Ao final, roga pela admissibilidade do recurso especial, com remessa dos autos à instância superior.
Preparo dispensado, por ser a parte recorrente beneficiária da gratuidade da justiça (mov. 23).
Contrarrazões apresentadas na mov. 40, requerendo a não admissão do recurso, o indeferimento do pedido de efeito suspensivo e a condenação do recorrente aos ônus sucumbenciais recursais.
É o relatório. Decido.
Preambularmente, conquanto tenha sido formulado pedido de efeito suspensivo, o seu conhecimento está prejudicado, porquanto para a concessão de efeito suspensivo aos recursos constitucionais se exige simultaneamente os seguintes requisitos: a) existência de juízo positivo de admissibilidade, consistente na chance de êxito do recurso; b) viabilidade processual do recurso; c) plausibilidade jurídica do direito invocado; e d) perigo da demora, nos termos do art. 1.029, § 5º, c/c art. 995, parágrafo único, ambos do CPC (STJ, 6ª T., AgRg na Pet 16529/SP, Rel. Min. Jesuíno Rissato (Des. convocado do TJDFT) DJe de 19/06/2024; STJ, 5ª T., AgRg no HC 997575/RJ, Rel. Min. Messod Azulay, DJEN 17/06/2025; STJ, 2ª T., AgInt na Pet 16192/SP, Rel. Min. Herman Benjamin, Dje 07/05/2025; STJ, 5ª T., AgRg na Pet 16327/DF, Rel. Min. Reynaldo Soares da Fonseca; STJ, 2ª T., AgInt no TP 4124/ES, Rel. Min. Humberto Martins, DJe de 20/12/2022), o que não ocorreu no caso em epígrafe.
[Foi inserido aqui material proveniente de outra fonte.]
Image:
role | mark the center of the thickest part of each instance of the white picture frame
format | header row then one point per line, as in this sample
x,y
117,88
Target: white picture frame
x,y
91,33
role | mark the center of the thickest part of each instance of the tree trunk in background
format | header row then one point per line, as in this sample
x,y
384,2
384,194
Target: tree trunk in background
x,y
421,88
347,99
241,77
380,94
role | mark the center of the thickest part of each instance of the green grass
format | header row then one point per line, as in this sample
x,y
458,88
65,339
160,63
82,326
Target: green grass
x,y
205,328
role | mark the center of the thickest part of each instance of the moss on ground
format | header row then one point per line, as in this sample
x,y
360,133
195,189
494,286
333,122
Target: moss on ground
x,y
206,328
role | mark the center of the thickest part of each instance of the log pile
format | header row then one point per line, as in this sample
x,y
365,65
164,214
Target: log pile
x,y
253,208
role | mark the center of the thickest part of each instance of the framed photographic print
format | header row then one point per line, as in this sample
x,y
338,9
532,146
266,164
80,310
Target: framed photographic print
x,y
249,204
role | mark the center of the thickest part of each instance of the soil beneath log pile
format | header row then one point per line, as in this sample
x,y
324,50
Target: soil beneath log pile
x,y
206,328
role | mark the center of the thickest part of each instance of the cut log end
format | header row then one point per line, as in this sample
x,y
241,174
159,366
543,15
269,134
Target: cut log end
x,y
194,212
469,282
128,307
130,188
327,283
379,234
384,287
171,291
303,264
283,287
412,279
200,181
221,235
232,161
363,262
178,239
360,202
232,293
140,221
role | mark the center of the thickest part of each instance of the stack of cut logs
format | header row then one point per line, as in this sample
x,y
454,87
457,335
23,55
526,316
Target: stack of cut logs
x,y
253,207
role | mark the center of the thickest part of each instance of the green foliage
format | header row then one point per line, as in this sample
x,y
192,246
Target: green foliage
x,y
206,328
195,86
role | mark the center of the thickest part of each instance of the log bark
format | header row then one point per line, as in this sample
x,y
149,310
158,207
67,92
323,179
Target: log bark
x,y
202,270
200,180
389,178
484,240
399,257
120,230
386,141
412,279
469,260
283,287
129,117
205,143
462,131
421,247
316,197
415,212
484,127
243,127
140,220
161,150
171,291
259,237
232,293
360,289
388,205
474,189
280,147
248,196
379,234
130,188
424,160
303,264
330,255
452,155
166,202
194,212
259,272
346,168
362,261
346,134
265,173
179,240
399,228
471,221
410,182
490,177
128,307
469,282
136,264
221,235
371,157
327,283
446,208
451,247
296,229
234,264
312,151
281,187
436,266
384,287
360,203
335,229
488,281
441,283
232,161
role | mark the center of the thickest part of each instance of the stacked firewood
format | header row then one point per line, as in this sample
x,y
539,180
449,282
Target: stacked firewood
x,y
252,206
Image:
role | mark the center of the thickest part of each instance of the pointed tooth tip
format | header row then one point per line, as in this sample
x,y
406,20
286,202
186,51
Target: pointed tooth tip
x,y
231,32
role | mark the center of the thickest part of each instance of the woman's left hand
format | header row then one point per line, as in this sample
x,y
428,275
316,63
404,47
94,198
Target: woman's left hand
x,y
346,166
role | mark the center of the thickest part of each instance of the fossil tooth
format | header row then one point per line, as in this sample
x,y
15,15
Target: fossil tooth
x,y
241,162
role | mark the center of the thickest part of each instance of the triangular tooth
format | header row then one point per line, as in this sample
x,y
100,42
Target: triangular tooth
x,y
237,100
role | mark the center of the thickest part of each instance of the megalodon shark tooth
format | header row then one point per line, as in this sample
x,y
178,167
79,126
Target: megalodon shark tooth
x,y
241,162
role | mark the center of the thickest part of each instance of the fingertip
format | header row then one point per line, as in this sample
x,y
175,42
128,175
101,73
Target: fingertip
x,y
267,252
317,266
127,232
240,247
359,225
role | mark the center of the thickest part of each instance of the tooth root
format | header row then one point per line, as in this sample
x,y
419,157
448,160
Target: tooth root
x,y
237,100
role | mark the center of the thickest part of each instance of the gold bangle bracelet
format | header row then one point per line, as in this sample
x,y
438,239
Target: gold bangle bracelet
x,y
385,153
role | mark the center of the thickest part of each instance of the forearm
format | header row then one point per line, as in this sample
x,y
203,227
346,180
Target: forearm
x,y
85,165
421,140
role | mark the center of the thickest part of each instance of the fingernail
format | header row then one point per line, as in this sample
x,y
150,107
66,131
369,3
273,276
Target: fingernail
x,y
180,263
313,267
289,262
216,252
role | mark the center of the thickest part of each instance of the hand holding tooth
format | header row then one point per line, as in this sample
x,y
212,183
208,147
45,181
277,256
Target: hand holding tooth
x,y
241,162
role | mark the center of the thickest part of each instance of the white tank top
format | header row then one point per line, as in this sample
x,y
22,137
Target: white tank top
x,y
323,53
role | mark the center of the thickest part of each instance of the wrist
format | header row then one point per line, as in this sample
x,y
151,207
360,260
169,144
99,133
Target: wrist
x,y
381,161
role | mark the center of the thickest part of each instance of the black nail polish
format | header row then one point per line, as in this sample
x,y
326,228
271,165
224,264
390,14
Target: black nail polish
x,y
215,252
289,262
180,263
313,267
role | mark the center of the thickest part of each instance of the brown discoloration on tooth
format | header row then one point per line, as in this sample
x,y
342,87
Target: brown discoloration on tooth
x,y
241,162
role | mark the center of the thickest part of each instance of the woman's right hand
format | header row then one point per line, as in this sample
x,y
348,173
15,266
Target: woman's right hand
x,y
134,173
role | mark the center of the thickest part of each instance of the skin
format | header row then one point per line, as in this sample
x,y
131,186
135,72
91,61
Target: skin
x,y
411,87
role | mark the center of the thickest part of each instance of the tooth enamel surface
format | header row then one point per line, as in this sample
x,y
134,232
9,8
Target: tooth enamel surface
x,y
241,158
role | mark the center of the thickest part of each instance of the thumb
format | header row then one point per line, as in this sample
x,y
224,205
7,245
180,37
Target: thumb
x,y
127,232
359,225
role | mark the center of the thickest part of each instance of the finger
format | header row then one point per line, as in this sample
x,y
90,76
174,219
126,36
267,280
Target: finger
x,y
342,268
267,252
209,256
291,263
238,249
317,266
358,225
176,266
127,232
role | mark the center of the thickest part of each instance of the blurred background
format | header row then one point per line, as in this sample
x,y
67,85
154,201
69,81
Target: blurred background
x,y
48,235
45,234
Lado outro, deixo de conhecer do pedido formulado em sede de contrarrazões, pertinente à condenação aos ônus sucumbenciais recursais, porquanto no juízo de admissibilidade dos recursos excepcionais, analisa-se, tão somente, a viabilidade para serem ou não processados e encaminhados às Cortes Superiores para julgamento (STJ, Corte Especial, EDcl nos EDcl no AgInt no RE nos EDcl no AgInt nos EDcl no AREsp 2333920/SP, Rel. Min. Luís Felipe Salomão, DJEN 07/05/2025).
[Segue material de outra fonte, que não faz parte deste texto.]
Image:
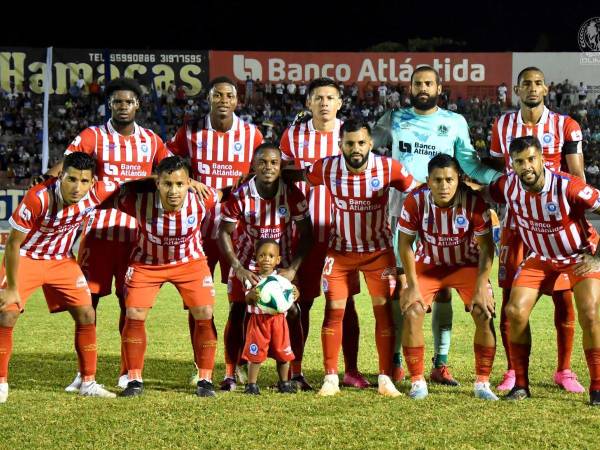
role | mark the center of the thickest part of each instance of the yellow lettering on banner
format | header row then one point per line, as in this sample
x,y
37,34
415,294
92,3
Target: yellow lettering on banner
x,y
12,67
164,76
187,76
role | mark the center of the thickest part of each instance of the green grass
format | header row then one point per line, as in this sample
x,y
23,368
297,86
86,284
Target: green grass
x,y
40,415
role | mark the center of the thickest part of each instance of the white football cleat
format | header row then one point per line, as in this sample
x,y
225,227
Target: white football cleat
x,y
75,385
386,387
3,392
331,386
93,389
123,381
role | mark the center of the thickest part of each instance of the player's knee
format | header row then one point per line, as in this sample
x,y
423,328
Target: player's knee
x,y
8,319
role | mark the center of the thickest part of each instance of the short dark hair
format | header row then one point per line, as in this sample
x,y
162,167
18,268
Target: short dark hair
x,y
352,125
517,145
441,161
221,80
528,69
265,146
171,164
323,82
265,241
123,84
79,161
420,69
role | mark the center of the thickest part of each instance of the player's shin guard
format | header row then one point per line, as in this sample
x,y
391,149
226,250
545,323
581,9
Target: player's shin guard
x,y
519,357
205,348
135,341
5,352
441,327
331,339
350,336
87,351
564,321
415,361
384,337
505,326
484,360
592,357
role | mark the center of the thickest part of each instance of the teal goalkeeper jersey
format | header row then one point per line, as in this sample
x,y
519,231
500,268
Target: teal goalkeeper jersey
x,y
415,139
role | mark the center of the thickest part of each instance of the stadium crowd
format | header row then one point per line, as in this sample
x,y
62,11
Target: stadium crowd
x,y
272,107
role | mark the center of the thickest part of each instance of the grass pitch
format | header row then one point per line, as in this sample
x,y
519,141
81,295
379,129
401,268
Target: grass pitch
x,y
39,414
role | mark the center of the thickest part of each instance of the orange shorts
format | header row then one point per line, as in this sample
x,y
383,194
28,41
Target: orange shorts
x,y
62,281
192,280
214,256
101,260
341,270
542,275
512,254
432,279
309,274
267,336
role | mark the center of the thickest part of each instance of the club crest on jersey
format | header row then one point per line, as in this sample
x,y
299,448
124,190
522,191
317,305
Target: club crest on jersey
x,y
375,183
461,221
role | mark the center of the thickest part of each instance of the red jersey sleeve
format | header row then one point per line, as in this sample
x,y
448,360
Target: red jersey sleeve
x,y
178,144
84,142
314,174
25,217
409,216
400,178
495,147
298,204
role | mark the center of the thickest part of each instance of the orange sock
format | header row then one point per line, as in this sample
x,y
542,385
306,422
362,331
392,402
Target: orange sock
x,y
331,339
484,360
415,361
519,358
384,337
205,348
592,356
564,321
87,351
5,352
135,341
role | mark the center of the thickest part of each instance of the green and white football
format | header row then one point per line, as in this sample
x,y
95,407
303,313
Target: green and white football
x,y
275,294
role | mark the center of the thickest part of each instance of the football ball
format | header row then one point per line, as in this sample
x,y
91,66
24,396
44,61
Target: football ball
x,y
275,294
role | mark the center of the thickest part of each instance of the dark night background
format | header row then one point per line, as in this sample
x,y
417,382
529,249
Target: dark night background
x,y
303,26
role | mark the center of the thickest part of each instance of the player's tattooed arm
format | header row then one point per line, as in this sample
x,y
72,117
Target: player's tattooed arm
x,y
482,302
412,293
10,295
247,278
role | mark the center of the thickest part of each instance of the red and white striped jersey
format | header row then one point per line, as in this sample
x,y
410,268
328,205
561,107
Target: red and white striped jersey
x,y
218,159
552,130
167,237
446,235
304,145
119,159
50,225
360,215
260,218
551,222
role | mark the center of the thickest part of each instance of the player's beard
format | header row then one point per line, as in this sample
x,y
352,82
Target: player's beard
x,y
353,164
423,105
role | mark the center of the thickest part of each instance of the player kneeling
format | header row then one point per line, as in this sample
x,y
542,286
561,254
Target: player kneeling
x,y
455,250
169,249
267,331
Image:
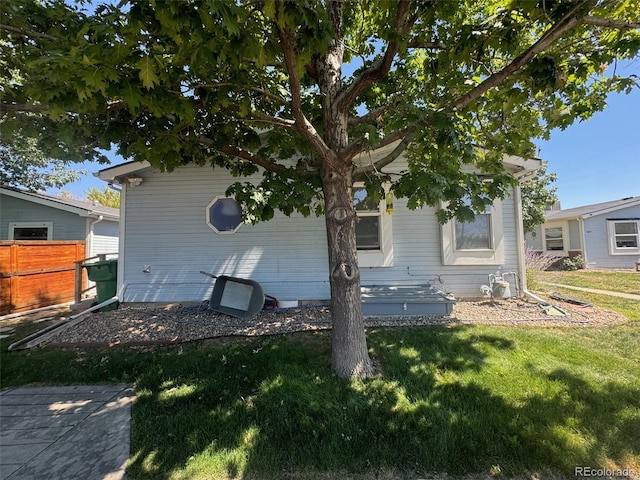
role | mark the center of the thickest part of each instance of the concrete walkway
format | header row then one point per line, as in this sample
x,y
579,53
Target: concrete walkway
x,y
629,296
75,433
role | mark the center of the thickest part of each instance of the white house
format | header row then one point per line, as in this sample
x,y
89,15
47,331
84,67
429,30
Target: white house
x,y
176,224
28,215
607,235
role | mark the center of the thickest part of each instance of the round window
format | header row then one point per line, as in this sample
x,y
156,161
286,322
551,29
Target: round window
x,y
224,215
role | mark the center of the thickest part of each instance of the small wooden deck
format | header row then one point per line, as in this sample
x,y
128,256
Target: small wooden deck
x,y
405,300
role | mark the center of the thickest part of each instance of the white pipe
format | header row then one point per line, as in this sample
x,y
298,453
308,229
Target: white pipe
x,y
522,266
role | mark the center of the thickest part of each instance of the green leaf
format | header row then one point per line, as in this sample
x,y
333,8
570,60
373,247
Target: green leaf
x,y
147,73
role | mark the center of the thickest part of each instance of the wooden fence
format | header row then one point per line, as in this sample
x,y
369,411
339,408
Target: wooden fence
x,y
36,273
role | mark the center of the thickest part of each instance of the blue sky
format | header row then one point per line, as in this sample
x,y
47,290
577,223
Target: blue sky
x,y
596,161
De plano, reputo que o juízo de admissibilidade a ser exercido, neste caso, é negativo.
Isso porque para se concluir de modo diverso do que assentado pelas instâncias ordinárias — isto é, para aferir se o erro no protocolo seria escusável ou se haveria justa causa a amparar a pretensão do recorrente —, seria imprescindível o reexame do conjunto fático-probatório dos autos, providência vedada em sede de recurso especial, nos termos da Súmula 7 do Superior Tribunal de Justiça.
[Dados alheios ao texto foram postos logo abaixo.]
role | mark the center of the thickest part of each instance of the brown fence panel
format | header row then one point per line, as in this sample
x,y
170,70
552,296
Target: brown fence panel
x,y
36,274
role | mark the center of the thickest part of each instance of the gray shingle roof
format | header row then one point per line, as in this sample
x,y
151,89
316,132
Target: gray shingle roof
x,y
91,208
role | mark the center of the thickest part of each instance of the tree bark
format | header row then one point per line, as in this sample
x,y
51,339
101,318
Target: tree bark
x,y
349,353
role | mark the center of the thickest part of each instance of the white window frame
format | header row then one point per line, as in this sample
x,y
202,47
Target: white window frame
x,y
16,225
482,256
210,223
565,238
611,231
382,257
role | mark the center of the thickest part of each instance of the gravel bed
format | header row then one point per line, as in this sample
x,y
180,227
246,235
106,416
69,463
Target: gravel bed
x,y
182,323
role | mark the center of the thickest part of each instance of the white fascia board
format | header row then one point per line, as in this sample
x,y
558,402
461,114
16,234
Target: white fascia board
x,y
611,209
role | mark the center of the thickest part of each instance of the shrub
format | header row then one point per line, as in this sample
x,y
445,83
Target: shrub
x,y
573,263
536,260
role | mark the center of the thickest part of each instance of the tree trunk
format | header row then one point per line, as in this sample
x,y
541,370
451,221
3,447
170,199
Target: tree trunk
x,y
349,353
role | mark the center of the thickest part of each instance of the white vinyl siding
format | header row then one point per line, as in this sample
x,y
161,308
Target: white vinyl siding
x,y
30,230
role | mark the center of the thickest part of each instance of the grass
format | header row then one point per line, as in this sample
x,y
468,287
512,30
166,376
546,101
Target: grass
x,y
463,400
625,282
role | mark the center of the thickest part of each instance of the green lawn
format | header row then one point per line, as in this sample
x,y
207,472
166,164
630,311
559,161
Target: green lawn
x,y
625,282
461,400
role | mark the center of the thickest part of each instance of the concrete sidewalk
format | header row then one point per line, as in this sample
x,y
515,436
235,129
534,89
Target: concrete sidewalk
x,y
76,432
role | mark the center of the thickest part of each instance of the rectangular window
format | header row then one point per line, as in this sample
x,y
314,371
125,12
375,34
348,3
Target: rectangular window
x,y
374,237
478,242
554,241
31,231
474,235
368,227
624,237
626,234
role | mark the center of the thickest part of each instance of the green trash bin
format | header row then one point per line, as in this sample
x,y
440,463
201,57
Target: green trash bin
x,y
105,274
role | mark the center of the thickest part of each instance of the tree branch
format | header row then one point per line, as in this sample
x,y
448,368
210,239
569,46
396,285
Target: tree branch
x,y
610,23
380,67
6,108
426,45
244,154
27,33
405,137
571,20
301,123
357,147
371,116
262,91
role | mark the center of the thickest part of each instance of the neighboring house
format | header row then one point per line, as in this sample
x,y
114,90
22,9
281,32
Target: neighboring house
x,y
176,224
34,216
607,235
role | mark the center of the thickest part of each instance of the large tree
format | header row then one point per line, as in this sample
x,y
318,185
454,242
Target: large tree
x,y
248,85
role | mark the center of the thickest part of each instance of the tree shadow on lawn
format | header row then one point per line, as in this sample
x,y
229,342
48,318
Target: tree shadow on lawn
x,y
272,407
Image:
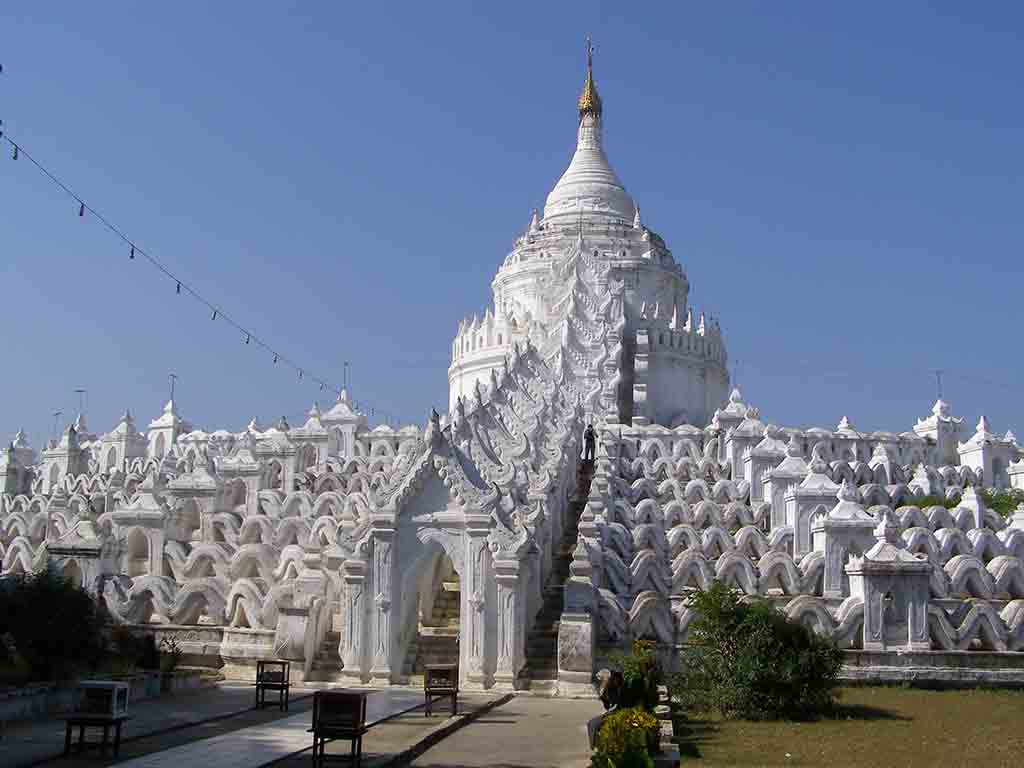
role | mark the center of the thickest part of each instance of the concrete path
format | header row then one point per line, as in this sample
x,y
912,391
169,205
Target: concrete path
x,y
526,732
268,742
30,742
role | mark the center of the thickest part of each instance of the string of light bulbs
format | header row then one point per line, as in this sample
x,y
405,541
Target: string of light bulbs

Ademais, quanto à alínea “c” do permissivo constitucional, além do impedimento imposto pela referida súmula, o dissídio jurisprudencial não ficou caracterizado na forma exigida pelo art. 1.029, §1º, do Código de Processo Civil.
Posto isso, deixo de admitir o recurso.
Publique-se. Intimem-se.
Goiânia, data da assinatura eletrônica.